Again I spent a few moments pondering on which of the different greys I would be using this time. I believe that any of them would've worked, but I was a bit boring and airbrushed the pod and the outer wing surfaces with USAF Medium Grey (VMA 71120). Maybe I'd drybrush them  with a bit lighter grey before washing anything, but that'd be decided on later.


At this point the model looked like someone's half-excited reversely preshaded panel-work. The next afternoon I painted the other halves and left them drying for a good while until I could sit down and work on the masking. At this point you could already tell that no, you couldn't really see into the cockpit.

Half an hour later

One Wednesday I finally sat down with a roll of Tamiya masking tape. In advance I had thought that "this'll be done in the blink of an eye" and as usual, I had been wrong. What slowed me down then? Well, the areas to be protected were considerably narrower than the tape so I had to to quite a bit of slicing and fitting. [105]

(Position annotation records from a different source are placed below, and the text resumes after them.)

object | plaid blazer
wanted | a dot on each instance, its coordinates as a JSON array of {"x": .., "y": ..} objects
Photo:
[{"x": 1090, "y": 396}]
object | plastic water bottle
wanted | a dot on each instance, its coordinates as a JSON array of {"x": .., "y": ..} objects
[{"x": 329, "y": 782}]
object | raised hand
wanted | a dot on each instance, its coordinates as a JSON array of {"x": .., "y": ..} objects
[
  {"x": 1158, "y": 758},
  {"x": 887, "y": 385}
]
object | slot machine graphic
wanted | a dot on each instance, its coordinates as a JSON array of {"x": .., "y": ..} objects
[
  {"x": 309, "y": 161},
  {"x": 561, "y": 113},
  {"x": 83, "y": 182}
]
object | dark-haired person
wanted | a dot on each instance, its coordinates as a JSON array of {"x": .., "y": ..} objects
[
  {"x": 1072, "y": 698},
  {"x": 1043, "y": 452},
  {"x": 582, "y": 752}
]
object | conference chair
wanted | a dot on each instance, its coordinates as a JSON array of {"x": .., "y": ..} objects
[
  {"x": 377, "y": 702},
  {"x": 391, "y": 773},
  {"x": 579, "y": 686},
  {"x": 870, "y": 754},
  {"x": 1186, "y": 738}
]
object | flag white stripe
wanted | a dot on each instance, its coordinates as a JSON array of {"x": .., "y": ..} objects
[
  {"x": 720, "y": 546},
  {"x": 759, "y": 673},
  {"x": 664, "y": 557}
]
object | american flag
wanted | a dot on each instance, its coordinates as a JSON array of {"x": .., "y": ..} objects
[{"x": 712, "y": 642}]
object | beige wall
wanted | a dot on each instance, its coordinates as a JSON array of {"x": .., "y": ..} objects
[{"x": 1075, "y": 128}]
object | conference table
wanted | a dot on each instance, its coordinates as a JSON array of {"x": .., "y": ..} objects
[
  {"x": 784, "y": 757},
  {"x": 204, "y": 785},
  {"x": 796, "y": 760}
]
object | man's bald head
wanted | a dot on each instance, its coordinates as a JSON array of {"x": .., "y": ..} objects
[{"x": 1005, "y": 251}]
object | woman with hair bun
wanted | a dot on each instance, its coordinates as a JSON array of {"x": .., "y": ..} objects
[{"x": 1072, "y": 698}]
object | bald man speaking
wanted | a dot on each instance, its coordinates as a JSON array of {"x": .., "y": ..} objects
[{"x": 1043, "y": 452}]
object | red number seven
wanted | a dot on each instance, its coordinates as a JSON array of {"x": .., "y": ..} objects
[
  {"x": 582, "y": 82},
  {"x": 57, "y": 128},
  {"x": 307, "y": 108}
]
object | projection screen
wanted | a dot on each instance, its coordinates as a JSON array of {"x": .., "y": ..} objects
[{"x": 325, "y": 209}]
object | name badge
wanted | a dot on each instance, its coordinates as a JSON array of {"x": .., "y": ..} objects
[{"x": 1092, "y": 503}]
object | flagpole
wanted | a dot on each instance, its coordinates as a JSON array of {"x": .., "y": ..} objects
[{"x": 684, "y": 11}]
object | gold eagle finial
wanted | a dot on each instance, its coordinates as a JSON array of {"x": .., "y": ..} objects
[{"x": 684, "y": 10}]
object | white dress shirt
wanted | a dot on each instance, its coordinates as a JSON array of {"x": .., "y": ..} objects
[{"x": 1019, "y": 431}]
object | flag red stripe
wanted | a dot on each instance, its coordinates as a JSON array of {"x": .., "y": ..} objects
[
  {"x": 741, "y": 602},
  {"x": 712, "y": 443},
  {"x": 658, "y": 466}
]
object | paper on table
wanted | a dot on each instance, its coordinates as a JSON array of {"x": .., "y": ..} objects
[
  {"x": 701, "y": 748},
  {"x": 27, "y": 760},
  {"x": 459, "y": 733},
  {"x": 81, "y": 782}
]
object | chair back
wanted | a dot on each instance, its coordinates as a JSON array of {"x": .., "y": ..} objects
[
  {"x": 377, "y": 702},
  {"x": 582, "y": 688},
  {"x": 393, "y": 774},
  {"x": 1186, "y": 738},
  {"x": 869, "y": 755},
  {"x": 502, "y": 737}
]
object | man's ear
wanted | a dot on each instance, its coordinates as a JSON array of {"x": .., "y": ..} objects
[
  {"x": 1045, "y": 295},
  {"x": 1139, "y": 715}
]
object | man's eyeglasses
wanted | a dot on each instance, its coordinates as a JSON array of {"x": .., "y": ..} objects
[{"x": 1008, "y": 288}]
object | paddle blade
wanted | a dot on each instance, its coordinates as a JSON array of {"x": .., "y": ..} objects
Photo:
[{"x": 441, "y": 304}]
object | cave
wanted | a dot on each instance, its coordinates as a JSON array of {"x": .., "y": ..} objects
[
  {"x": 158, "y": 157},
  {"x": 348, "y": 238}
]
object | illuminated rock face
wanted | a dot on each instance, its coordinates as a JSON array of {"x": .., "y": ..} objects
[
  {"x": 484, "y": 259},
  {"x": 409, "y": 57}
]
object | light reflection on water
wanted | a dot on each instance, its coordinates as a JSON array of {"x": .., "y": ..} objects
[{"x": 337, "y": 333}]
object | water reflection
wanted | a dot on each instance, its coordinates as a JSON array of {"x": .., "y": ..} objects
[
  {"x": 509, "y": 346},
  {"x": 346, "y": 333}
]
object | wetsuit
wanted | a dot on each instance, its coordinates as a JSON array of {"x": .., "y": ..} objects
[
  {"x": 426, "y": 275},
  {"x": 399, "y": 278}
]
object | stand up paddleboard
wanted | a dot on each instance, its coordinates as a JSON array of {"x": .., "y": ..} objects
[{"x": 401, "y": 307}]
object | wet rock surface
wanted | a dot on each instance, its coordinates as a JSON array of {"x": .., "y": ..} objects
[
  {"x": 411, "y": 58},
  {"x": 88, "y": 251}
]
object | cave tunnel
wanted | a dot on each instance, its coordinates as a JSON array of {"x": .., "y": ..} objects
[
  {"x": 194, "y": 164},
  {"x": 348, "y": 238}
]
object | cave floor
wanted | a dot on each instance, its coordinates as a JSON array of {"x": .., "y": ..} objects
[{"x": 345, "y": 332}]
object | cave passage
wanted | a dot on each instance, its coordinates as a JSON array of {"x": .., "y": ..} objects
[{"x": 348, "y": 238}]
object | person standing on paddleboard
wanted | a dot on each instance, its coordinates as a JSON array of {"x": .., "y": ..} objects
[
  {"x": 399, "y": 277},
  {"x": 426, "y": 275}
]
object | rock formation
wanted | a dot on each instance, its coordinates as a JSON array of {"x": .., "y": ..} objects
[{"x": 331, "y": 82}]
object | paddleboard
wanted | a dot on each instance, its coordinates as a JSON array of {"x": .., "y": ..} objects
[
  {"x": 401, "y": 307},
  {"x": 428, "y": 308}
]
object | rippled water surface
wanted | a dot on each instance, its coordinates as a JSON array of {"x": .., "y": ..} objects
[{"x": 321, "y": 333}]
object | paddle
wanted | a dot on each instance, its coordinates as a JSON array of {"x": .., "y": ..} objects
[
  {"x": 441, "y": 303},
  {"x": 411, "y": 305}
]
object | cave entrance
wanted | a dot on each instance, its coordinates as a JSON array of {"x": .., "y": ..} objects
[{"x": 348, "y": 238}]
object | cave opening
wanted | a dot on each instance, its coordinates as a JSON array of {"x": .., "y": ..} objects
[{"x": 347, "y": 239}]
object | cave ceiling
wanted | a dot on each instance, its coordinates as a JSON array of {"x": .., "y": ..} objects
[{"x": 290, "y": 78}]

I was pretty confident in that I had been careful (and paranoid) enough and that nothing would leak through. Even though it was getting a bit late after all this work on the masks, I estimated that the painting itself would only take a few minutes. Why postpone something that quick to the next day?

Airbrushing the solar collector panels black (VMA 71057) took three minutes, tops [108]. But as everyone knows, waiting sucks...



Early next morning

Like a kid celebrating a birthday, I tore off the taping before leaving to work the next morning, because I just had to see how I had succeeded. To me it looked pretty great.



Wonderful, wonderful! Next I'd get on to the bloodstripes that are the main decoration of this model. After that I think I should finally paint the main viewport's frame and then apply a wash over everything grey. Then to top that I'd drybrush the greyness and finish up with the varnishing and we'd be finished.